Recently I got word that one of my Writing professors from undergrad had retired. Actually, I was poking around on Facebook and saw that my honors advisor found a copy of her own honors project while cleaning out his office, and had gotten all misty-eyed about the time he was her advisor (our English department was a mite academically incestuous; they kept it in the family) and I at first guessed that he'd kicked it. I only used 'kicked it' there because he didn't; he'd finally retired and, I assume, taken off to revisit the peyote fields of his misspent youth. Yes, he was that kind of professor.

He cultivated the reputation of an 'asshole;' with the ' 's because that's what he called himself in relation to his students, rather than what we called him. We loved him, and we hated him, and we loved to hate him and hated that we loved him. His main line of intellectual inquiry was what we called 'metaphysical bullshit,' which included the subtexts that never worked when they were consciously included but always seemed to pop up when we least expected them. It was the kind of thing that lead to trippy notes - his were the classes I always brought vodka to, and not only because they were three hours long.

So, statute of limitations be blown, here's some of the stuff I got from him.
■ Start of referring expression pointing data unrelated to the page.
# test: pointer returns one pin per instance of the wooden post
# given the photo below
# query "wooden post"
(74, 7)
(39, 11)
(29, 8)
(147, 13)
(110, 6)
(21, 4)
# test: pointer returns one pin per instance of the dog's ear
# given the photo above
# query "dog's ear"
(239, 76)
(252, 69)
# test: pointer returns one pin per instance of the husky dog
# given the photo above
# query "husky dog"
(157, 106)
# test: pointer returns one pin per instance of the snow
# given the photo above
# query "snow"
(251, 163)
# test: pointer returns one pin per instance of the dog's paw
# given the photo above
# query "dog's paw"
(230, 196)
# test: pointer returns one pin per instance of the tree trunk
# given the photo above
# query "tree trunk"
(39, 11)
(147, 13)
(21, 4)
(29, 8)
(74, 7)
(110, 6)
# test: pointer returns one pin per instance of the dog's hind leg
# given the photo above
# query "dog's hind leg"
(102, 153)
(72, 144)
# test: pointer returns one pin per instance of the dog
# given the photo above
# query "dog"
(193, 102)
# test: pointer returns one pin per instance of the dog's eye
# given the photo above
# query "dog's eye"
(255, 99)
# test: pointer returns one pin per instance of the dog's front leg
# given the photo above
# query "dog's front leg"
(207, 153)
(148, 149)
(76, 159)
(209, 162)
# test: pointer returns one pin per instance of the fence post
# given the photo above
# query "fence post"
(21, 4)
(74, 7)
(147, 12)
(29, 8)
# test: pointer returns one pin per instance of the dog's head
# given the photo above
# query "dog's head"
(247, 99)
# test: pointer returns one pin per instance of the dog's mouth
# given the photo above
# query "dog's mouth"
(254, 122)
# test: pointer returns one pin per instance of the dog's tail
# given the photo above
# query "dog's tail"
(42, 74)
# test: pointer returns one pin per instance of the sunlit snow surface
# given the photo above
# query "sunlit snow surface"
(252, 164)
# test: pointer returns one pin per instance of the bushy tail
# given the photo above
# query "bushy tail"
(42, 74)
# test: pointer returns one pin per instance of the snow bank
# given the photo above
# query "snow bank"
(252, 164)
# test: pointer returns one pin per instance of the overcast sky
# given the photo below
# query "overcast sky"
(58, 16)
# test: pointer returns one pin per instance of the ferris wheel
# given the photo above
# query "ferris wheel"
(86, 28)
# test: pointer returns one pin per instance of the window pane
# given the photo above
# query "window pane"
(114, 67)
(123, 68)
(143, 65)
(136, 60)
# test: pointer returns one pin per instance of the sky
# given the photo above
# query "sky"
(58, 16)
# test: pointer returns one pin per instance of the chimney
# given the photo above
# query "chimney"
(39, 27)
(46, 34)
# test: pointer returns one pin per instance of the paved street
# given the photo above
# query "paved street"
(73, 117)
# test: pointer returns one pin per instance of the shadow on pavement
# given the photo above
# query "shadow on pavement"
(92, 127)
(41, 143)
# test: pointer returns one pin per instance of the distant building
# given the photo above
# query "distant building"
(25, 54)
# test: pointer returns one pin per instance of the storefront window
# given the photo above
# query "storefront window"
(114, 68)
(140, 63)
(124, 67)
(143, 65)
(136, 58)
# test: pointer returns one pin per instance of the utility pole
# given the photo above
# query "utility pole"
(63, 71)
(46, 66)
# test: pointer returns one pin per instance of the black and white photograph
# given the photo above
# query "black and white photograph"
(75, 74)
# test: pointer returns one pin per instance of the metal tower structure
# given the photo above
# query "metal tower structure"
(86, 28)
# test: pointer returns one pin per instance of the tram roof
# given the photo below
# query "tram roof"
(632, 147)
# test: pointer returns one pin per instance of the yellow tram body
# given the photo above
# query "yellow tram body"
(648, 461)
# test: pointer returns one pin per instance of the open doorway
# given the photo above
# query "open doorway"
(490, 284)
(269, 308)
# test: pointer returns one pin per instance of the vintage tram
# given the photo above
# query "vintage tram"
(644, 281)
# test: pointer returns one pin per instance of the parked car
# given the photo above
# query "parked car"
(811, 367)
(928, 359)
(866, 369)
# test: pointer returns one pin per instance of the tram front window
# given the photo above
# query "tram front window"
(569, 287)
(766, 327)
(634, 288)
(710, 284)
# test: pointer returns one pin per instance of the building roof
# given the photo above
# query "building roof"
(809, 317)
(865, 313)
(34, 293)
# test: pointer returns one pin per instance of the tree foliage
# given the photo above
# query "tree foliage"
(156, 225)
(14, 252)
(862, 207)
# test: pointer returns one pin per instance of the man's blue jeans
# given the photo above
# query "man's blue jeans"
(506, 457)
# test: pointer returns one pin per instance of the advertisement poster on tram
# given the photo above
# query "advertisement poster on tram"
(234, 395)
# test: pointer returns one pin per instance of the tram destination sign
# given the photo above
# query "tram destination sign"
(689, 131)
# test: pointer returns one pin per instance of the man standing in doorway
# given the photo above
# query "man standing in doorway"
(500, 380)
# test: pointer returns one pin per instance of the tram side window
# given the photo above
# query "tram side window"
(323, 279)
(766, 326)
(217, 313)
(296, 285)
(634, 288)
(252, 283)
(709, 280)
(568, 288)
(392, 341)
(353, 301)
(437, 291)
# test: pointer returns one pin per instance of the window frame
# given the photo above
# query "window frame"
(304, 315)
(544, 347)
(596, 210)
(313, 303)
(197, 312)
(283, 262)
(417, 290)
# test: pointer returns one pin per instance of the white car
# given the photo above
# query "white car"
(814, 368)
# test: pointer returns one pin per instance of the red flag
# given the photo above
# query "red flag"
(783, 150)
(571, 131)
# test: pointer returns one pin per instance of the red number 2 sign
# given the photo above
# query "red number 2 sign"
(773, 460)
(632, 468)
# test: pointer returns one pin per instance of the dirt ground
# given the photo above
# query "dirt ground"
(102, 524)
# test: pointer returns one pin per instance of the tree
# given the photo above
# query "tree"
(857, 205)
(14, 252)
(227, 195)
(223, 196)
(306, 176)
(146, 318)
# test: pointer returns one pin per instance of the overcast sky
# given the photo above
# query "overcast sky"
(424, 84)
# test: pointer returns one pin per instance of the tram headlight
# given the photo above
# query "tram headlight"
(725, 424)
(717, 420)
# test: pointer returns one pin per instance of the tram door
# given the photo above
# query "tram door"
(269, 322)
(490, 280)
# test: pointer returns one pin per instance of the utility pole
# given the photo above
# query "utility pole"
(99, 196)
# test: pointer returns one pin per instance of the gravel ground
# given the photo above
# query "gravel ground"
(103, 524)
In installments. If I couldn't take three hours of it sober, I have no business inflicting great chunks on anyone.


“The imagination is a force of nature.” Trust in what comes to you, take a line of thought and run with it. Don’t cripple a narrative by imposing on it the limits you think it should have or that other writers would give it. Follow the narrative to the very end; let it go where it wants to go rather than where you want it to go. Allow the story to have its own integrity. It doesn’t matter if the story you write doesn’t turn out to be the story you thought you were going to write, the story you have written should have its own integrity, and you are free to return to the initial idea, the trigger, and write again. Observe. Remember. Steal other peoples’ gossip. Gather in the details that surround you and pack them into your narrative. The way a person walks, the flavor of sunlight or the smell of purple. Look at the world sideways. Give your readers descriptions that make them say “I’ve never seen it that way” and “that’s exactly how it is” all at once.
           Voice can take you far, no matter what person you write in. It lets you get deep down, put on the skin of the character, sink inside her head and take on her motivation. It needs to be authentic, it needs to ring true. Every line should be examined with the question, “is this what this character would say, the way this character would say it?” It’s too easy to have all our characters sound the same, or sound like us, or sound like our best friend. They don’t need to be completely at odds, just distinct. Work the voice, use it to convey something about the character, use it as a tool for character development, plot exposition, a means of adding complexity.